Catalogue Number: 12S009
Label: Naxos
Reference: 8.573343
Format: CD
Price: $11.98
Description: The 8th Symphony is a late work - Tishchenko's last completed symphony in fact, as he failed to outrun the 9th Symphony Curse - and was intended as a companion piece to Schubert's 8th. This apparently imposed a degree of restraint on the composer in terms of dimensions, orchestration and style. There is little of the extravagant lunacy of the Dante symphony cycle in evidence here, for example. The piece is very much a reminiscence of Tishchenko's most explicitly Shostakovich-influenced style; in fact it's tempting to suggest that had Shostakovich attempted the same project, say, around the time of his 9th Symphony, the result might well have sounded very like this. All the material is Tishchenko's, but ingeniously he fits it into a template borrowed from Schubert, with clear allusions to Schubert's style so you're never left in doubt as to which episode of the Unfinished he's referring to.

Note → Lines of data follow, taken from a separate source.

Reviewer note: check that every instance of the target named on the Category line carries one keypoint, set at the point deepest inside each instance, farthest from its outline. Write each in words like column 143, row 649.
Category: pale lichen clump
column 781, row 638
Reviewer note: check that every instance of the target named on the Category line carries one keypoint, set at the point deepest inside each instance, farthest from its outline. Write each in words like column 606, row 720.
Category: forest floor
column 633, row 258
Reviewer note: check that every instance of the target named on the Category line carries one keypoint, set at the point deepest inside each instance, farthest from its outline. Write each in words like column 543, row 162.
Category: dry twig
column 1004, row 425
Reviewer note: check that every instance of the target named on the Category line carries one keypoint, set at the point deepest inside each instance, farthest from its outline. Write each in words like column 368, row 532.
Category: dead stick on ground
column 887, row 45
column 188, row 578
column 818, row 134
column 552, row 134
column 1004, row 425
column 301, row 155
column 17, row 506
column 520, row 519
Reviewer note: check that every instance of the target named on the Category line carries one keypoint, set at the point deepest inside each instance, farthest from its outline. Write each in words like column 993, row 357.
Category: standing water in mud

And Tishchenko's symphony has an exuberant finale, ending in a blaze of B major, as Schubert's presumably would have done. The double concerto of 2006 (offered back in 2008 - 01J078) is a fine example of Tishchenko at his most distinctive - which is to say, unashamedly and unavoidably following the tradition of his illustrious teacher, Shostakovich while incorporating sufficient modernistic elements to exert a degree of freedom from that tradition and establish himself as a member of the following generation. The three short songs (1970), in a chamber orchestra arrangement from 2014 blend popular song with the traditional Russian romance. Transliterated Russian-English texts. Mila Shkitil (mezzo), Chingiz Osmanov (violin), Nikolai Mazhara (piano), St. Petersburg State Symphony Orchestra; Yuri Serov.